I've heard the claim that psychopaths are constantly, or at least most of the time acting in order to manipulate people, most recently on an episode of Supernatural, episode 15 of season 7.
The dialogue was as follows:
Sam: So, Jeffrey was just pretending to be the victim.
Sam: Way back in that farmhouse during the exorcism, h-he was just...acting.
Dean: He was a psychopath, Sam.
Dean: That's what they do all the time, is act. Act like they're normal, act like they're not balls-to-the-wall crazy.
Another, perhaps more well known instance of this claim is the titular character on the TV shows Dexter, a self-proclaimed psychopath. It is mentioned throughout the show that Dexter has to act "normal" to fit in and avoid arousing suspicion. Quotes from Dexter demonstrate that:
Dexter: [voiceover] I like to pretend I'm alone. Completely alone. Maybe post-apocalypse or plague … whatever. No one left to act normal for. No need to hide who I really am. It would be … freeing.
Harry Morgan: But most normal people don't, and it's important that you seem normal. Teenage Dexter: Even though I'm not. Harry Morgan: Because you're not.
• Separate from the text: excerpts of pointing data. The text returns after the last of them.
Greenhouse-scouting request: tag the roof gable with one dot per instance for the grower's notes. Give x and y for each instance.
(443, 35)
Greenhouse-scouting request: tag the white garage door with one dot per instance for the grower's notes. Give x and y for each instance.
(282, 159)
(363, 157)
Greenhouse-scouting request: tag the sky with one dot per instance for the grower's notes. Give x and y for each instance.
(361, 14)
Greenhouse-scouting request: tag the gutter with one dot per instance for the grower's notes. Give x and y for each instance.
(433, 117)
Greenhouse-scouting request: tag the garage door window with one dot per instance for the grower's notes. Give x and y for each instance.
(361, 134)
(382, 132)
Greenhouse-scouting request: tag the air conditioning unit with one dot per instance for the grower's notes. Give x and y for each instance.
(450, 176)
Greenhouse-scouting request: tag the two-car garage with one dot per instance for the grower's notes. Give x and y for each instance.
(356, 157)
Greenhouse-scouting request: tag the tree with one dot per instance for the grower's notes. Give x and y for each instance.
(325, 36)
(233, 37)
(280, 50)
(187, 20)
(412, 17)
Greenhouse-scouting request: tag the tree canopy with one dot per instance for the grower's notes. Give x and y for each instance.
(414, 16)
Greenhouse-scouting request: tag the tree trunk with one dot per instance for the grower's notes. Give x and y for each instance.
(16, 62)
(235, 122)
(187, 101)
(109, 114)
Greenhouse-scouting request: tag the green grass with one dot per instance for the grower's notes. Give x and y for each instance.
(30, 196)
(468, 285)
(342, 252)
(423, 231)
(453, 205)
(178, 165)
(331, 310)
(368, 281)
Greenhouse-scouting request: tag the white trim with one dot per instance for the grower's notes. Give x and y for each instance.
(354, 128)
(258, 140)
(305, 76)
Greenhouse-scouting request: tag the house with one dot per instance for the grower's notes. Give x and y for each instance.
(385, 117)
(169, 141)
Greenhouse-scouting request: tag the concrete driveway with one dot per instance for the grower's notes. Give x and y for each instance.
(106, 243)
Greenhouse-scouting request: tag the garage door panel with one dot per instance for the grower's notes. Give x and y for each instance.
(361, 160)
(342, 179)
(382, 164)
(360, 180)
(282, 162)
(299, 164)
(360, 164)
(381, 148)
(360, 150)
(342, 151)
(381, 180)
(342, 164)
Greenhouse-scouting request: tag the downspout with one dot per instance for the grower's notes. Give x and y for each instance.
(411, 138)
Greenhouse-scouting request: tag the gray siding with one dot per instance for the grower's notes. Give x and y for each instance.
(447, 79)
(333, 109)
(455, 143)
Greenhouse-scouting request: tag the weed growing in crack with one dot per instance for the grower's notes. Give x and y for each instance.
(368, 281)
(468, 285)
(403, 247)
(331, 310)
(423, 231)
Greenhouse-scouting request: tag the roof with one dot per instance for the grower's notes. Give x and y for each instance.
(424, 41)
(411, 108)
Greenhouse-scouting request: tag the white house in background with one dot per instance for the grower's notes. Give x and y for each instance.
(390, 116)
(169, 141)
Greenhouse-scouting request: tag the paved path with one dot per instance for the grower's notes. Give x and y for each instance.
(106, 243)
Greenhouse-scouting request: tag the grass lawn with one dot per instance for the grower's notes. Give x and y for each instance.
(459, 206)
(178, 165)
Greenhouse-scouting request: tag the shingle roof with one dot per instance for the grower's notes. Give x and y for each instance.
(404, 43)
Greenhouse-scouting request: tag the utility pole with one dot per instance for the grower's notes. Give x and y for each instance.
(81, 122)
A major characteristic is that they don't feel empathy or remorse, so I take the claim as above to mean that they are acting to give the impression that they do.
Is there any validity to the claim that people diagnosed as psychopaths are acting a substantial amount of the time, significantly more than most people as implied?
I would guess any surveys or long-term observations could provide a starting point to answering this question.